Pulling it Together: The Media’s Challenge In Health Reform
For many years now the news media has served as the public’s number one source of information on important issues like health reform. People rely on the news media to help them wade through claims and counter claims, understand how policy options will affect them and come to judgment on complex issues. In some cases the broader news media has performed admirably in explaining the sometimes overwhelming complexities of health reform, particularly in recent weeks as many journalists and news organizations have worked hard to disentangle the debate about health reform legislation for the American people as it wends its way through Congress. We policy experts particularly admire how good journalists can explain complex issues simply, which as a field we struggle to do.
But the rise of 24-hour cable TV news, the almost instant news cycle and cable’s many entertaining but ideologically left- or right-leaning shows (I watch them all), as well as cutbacks in traditional newsrooms, and the continuing limitations of local TV news have left the news industry poorly structured to play the vital role the country needs it to play. Too often when the news media should stand apart from the political process it has become just another part of it. There was no better example of this than news media coverage – and especially cable TV and local TV news coverage – of health reform town halls in August which sidetracked the health reform debate. Consider these poll findings:
- Eight in ten people said in a recent poll that they saw or heard news coverage of protests against health reform legislation at town hall meetings. We don’t see that level of public exposure often; not even the health reform ads which run endlessly on cable TV have achieved anything close to that level of penetration.
- Fully half of the American people say in our tracking poll out this week that media coverage of health reform is mostly about politics and controversy.
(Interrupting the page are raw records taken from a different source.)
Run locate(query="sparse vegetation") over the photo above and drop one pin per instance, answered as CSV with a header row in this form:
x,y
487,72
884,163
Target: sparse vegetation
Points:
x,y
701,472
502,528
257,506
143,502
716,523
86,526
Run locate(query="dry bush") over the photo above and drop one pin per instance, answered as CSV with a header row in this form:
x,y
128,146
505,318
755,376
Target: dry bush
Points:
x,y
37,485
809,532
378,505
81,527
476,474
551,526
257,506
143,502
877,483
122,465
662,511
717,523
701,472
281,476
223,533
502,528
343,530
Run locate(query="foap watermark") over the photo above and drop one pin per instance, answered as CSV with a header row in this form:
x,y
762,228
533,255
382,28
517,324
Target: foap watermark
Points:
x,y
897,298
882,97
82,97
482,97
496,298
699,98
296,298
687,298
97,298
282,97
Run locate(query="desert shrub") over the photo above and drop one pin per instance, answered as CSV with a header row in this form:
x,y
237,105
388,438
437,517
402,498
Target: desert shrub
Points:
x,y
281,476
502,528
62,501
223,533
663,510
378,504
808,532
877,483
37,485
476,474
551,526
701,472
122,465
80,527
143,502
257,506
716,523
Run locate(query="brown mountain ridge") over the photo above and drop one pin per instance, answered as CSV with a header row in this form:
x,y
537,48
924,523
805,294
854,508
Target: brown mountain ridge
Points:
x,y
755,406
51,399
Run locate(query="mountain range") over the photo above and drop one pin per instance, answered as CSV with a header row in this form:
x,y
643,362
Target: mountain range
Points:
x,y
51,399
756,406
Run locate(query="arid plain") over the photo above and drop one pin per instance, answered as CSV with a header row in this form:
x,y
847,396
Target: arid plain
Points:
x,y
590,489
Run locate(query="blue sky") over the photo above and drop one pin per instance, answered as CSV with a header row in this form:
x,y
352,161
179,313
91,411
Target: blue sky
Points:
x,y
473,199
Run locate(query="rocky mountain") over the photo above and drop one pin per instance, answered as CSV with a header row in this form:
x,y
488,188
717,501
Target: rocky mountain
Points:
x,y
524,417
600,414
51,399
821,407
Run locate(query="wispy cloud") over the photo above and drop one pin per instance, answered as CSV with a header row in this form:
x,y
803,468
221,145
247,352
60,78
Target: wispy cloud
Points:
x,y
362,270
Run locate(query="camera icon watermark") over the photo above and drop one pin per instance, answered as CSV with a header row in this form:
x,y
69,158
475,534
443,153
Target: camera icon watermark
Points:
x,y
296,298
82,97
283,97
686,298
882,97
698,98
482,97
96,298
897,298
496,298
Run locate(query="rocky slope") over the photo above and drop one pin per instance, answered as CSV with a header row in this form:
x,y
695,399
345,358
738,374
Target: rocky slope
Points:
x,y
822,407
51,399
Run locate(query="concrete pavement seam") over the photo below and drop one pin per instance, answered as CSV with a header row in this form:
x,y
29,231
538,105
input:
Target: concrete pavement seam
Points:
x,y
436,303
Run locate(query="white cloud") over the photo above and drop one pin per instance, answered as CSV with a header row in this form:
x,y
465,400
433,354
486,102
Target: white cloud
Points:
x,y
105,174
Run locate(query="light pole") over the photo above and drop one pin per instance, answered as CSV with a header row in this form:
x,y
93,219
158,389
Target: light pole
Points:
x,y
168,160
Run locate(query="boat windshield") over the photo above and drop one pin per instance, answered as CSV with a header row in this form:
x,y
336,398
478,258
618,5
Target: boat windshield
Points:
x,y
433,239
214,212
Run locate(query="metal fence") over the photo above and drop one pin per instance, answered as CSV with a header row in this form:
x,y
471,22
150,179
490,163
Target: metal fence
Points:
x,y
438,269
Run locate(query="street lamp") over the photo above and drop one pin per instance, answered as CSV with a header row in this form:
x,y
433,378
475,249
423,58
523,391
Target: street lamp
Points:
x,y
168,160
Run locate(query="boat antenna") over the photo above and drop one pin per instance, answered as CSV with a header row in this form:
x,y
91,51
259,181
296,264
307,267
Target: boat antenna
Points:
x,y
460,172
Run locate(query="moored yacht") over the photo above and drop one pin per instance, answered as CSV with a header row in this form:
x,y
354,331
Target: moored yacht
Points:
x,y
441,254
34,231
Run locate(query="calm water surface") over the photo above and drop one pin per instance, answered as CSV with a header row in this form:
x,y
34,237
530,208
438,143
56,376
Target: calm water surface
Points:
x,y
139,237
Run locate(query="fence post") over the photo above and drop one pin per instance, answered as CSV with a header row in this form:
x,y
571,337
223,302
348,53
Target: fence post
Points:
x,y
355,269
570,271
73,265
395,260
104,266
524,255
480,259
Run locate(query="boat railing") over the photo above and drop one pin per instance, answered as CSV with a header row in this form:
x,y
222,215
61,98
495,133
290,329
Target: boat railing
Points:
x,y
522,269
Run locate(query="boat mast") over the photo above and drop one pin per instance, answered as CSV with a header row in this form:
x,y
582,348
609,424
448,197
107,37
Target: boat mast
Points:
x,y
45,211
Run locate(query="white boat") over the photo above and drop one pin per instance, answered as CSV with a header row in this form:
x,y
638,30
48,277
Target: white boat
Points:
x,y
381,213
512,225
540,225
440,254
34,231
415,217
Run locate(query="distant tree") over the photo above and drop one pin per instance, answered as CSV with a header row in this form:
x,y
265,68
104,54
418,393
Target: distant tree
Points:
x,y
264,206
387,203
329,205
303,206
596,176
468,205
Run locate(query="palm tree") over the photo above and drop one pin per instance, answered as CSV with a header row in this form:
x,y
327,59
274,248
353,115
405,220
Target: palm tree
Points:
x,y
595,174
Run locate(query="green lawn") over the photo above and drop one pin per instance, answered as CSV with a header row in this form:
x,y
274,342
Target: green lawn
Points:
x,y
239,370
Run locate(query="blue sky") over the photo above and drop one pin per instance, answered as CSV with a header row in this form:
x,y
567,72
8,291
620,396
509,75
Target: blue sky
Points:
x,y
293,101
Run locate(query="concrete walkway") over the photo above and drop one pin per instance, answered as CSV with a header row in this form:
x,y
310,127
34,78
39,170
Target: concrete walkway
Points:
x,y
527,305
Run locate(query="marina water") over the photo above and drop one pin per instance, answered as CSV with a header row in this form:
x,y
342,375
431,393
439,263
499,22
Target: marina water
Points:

- As of late September only about a quarter of the public can say that they have figured out how health reform will affect them or their families and almost half say they are simply confused.
Sure the media was just covering real events and bringing people the news when it covered the town hall meetings. And much time was devoted to fact checking claims that were made at the town halls. But the disproportionate coverage of the often wild claims made and of the most extreme elements attending the town halls, even when fact checking them, shifted the entire discussion to the activists agendas on both sides and made it more difficult for average people to answer the basic question they have about health reform: will this help me and my family?
The focus on death panels, abortion, and the threat of rationing and a supposed government takeover of the health system also made people more anxious, even when careful attention was devoted to both sides of the claims being made. It was the health reform equivalent of the old adage about sensationalism and local TV news: “if it bleeds it leads.” The biggest losers were the average citizens activated by the debate who attended the town halls because they wanted to learn or be heard; their views got much less attention. Not enough attention was paid to who was orchestrating the meetings or, since the point was to attract coverage, whether these were real news at all. Too many media organizations, particularly on cable TV and local news where town halls were held, followed staged events designed to attract their coverage or chose on their own to put more juicy stories on air about angry town halls and symbolic side issues. According to one study, cable TV and radio were seven times more likely to cover angry town halls and polarizing issues than major newspapers.
Extensive coverage of the public option, a threshold issue for the left, was more legitimate because the public option is an important issue, but it was disproportionately covered because of its larger ideological symbolism to the right and the left. Excessive coverage of the public option diverted attention from the insurance market reforms and coverage expansions and subsidies, which are the elements of the legislation that will provide the most immediate and tangible help to people. As a result, the critical issue of affordability is only now belatedly emerging. I watched a long segment of Larry King Live devoted to health reform in which Elizabeth Edwards and Tommy Thompson debated the public option as if it was the only issue in health reform. As a result the discussion became entirely about whether health reform was or was not a government takeover of the health care system.
As the Congress winnows the process down from five bills to two bills in the House and the Senate and then one final bill that can be put under a public microscope, there is a new opportunity for the media and a big public information role that only the news media can fill. Our polls show that a third of college graduates, one third of all women, thirty eight percent of blacks, a third of all sick people, and a third of all political independents say they can’t figure out how health reform legislation will affect them. More of the American people currently support action on health reform than oppose it, but public opinion is fluid and the public may still decide that proposed fixes are wrong headed, too expensive or just won’t work. That’s always acceptable in a democracy as long as the debate is about the real issues.
How the media covers health reform as the debate moves into the final stages will be critical in determining whether the public’s final judgments are based on a real understanding of how the proposed plan will affect them and the country or based instead on hot button side issues and public relations tactics used by political operatives to lure media coverage. The media can’t wave a magic wand and change how politics works today, but it is the one great balancer in the system and when it becomes part of the political process and no longer stands apart from it we lose a lot. With so much of the media now configured for instant news and the relentless pursuit of controversy, stoked by spin and manufactured news by partisans on both sides, the many great journalists in the news business working hard to inform the public face a big challenge in explaining the complex issues in health reform.